A parser can just be a program that takes an input or a file and converts it into something usable, but if you do more with a parser, you have the ability to create amazing things.

I have wanted to make some sort of parsing program for a while. I was wondering what I should code, and I thought about it: why not a TailwindCSS clone? Tailwindcss is a CSS library where everything is a class. You would be able to use a class like w-4, and the CSS it will output is width:1rem;. This does not sound super hard, as you just have to hard code some default values and you are good. I wanted to make it hard and make my own scripting language for it.

My scripting language looks like this:

// Width

.w-{}% => width: {}%
.w-{x}/{y} => width: {x / y * 100}%
.w-{}px => width: {}px
.w-{} => width: {*0.25}rem

// Max Width

.mw-{}% => max-width: {}%
.mw-{x}/{y} => max-width: {x / y * 100}%
.mw-{}px => {{
    max-width: {}px
    width: {}px
}}
.mw-{} => max-width: { * .25}rem

(Where it shows .mw-{}px => the stuff after is to just say it has the capability to do that.)

You can easily write one yourself, and you should. You will learn how much actually goes into parsers for file types and programming languages.

There are two parts to parsing: a lexer and then doing things off the lexer.

If you want to make a lexer the easy way, you can just use some regex patterns for what each type would be. To actually store the output of your lexer, you should use a list of tokens, and these tokens should be enums because then you can store what the actual content was and what type it is in a programmatic way. You can take your input and just add a ^ to the start of your regex to see if a regex pattern matches your file. If it does, then remove however many bytes your match was from the start of the contents and add what it matched to your list of tokens.

Lexing is easy, but actually parsing what your Lexer gives you is the hard part. Taking what your lexer gives you and parsing it is hard because you have to think of every possibility and report the error.
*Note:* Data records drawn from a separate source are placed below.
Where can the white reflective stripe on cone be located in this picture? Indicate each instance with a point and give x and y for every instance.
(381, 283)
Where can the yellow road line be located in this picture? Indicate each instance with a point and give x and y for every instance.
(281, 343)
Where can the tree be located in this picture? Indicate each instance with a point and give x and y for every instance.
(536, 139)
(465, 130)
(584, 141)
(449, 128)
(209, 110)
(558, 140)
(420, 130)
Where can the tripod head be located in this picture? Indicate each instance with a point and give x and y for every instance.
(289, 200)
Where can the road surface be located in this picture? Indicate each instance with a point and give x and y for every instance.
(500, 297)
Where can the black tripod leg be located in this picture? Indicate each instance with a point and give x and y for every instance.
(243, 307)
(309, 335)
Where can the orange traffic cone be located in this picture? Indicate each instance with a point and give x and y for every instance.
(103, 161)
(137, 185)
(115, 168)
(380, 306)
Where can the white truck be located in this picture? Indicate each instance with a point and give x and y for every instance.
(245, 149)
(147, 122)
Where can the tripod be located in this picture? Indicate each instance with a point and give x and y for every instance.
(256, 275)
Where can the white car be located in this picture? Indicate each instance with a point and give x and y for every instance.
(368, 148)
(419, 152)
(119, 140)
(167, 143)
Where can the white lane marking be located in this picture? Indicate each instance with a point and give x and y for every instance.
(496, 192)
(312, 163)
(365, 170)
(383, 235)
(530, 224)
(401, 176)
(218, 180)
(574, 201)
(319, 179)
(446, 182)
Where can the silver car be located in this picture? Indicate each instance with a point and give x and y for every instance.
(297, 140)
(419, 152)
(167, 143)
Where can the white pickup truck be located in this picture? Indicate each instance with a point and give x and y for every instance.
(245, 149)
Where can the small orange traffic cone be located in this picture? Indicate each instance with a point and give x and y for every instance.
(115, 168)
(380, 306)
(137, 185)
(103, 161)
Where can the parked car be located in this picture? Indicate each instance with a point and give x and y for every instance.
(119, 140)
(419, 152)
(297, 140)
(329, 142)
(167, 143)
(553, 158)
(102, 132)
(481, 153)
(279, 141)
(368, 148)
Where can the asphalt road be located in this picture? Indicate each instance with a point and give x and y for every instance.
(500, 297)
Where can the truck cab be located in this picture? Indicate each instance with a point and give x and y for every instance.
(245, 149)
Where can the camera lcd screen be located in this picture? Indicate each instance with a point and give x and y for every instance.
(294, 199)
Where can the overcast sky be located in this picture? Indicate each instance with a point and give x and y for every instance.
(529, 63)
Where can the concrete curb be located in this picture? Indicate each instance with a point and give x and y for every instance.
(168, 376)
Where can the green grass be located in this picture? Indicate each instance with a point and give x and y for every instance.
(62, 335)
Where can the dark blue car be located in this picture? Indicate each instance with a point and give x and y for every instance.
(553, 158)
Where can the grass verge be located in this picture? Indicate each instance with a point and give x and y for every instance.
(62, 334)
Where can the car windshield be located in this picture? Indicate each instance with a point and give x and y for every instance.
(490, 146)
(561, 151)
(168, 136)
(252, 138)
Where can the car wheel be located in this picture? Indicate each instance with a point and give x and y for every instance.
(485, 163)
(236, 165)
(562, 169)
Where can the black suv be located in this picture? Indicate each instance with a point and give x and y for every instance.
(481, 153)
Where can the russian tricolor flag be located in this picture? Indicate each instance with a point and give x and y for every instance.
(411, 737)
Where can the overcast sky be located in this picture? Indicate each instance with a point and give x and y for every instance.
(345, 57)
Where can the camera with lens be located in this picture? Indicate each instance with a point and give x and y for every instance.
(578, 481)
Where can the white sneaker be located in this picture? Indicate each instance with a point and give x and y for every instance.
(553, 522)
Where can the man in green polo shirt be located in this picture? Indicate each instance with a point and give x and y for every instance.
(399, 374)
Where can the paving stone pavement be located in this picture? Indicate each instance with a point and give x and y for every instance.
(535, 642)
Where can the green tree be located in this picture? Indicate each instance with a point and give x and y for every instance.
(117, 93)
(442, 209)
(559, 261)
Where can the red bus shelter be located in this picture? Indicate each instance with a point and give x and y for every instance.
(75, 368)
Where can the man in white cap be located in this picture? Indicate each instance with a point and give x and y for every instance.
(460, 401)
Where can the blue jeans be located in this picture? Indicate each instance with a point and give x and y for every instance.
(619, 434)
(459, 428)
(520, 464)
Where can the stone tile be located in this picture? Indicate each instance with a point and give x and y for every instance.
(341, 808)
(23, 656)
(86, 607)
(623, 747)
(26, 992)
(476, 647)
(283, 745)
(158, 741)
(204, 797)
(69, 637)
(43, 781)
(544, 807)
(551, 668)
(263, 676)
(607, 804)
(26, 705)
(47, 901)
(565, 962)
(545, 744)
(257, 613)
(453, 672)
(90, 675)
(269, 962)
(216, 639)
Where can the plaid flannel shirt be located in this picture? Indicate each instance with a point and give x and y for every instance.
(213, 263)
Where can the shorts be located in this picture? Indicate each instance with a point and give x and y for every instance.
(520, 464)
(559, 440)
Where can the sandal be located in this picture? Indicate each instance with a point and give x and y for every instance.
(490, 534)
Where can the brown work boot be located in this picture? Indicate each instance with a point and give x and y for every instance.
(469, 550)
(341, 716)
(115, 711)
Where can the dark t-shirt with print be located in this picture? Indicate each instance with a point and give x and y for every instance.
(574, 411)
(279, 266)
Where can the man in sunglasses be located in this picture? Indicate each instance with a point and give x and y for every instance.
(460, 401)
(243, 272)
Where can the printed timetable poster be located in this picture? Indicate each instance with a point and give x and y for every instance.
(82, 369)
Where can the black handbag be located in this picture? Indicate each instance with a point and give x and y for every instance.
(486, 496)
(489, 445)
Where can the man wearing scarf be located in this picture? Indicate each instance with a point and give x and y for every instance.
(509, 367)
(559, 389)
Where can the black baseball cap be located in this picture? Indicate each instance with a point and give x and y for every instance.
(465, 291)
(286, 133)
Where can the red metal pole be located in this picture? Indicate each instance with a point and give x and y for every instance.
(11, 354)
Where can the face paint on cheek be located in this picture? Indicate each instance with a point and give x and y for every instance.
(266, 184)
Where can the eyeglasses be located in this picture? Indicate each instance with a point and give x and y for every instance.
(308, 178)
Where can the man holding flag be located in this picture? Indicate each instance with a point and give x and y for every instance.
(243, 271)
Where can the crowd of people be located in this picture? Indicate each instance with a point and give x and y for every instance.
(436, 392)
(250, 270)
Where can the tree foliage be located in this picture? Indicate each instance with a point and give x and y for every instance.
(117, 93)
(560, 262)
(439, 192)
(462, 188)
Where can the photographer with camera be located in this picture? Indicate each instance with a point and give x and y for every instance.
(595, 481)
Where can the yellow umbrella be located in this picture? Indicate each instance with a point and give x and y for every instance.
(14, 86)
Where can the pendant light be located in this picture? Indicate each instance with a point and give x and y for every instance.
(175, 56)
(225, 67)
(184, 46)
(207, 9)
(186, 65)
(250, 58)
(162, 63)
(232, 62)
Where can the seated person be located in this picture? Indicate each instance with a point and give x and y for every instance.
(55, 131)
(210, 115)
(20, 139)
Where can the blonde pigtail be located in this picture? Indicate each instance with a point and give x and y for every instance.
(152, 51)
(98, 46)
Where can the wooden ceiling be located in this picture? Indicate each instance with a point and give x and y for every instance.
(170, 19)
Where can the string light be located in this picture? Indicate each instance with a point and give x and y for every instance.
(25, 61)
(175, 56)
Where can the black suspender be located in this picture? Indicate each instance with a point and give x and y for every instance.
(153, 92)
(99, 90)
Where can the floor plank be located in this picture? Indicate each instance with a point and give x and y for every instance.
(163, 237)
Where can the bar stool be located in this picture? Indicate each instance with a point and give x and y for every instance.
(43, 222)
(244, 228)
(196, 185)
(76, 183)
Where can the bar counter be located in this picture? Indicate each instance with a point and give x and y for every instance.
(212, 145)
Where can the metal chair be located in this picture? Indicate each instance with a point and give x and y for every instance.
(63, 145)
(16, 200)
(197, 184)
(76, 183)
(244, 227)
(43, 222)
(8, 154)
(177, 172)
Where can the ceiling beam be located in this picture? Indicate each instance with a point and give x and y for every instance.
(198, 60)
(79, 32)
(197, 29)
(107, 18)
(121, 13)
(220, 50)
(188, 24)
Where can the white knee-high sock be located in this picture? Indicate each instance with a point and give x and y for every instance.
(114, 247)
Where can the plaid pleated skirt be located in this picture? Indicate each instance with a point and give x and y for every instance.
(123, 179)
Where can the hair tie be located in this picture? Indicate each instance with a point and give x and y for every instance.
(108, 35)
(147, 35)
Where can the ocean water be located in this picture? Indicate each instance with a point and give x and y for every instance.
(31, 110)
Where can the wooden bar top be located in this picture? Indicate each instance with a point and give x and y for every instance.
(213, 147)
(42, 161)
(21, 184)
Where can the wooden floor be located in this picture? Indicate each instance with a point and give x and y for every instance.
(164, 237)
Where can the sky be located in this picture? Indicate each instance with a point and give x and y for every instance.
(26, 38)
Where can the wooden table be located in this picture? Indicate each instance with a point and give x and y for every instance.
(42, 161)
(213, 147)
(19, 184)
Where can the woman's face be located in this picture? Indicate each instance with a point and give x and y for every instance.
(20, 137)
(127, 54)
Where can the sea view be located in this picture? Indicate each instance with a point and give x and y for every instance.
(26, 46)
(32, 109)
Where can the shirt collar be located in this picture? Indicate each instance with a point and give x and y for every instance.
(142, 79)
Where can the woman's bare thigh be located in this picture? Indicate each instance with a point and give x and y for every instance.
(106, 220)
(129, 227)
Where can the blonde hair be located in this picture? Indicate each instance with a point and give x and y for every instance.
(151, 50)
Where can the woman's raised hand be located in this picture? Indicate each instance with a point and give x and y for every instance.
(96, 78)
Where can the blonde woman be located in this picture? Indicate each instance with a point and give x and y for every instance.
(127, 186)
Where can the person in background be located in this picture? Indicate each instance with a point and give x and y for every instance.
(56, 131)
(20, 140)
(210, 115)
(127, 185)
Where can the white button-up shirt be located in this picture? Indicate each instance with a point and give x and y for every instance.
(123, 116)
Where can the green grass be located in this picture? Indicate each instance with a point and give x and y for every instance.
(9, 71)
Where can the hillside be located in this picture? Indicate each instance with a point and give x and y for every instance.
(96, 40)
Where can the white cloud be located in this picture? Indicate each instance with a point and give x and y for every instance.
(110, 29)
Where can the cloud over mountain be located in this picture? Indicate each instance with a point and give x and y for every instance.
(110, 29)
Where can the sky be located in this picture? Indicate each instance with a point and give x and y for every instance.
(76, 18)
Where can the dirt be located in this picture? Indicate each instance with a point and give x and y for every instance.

Say you have the string int foo, and you are coding in C; just off of this, you can't tell if this is a function or a variable. You have to keep track of what you have lexed so far to see if you are currently already in a function, because then it's a variable. What if you have the string "hello 'world'", now you have to make sure that a ' does not end the ", but depending on the language, a ' or " can be used as a string, so you have to keep track of what is the parent. Escaped characters are the same as if you have "hello \"world\"", you see a " char after the \, so you have to keep track of what was before. But you can't always keep track of what was before because \\\" does not translate to \\". After the first two \ there was effectively no \ before.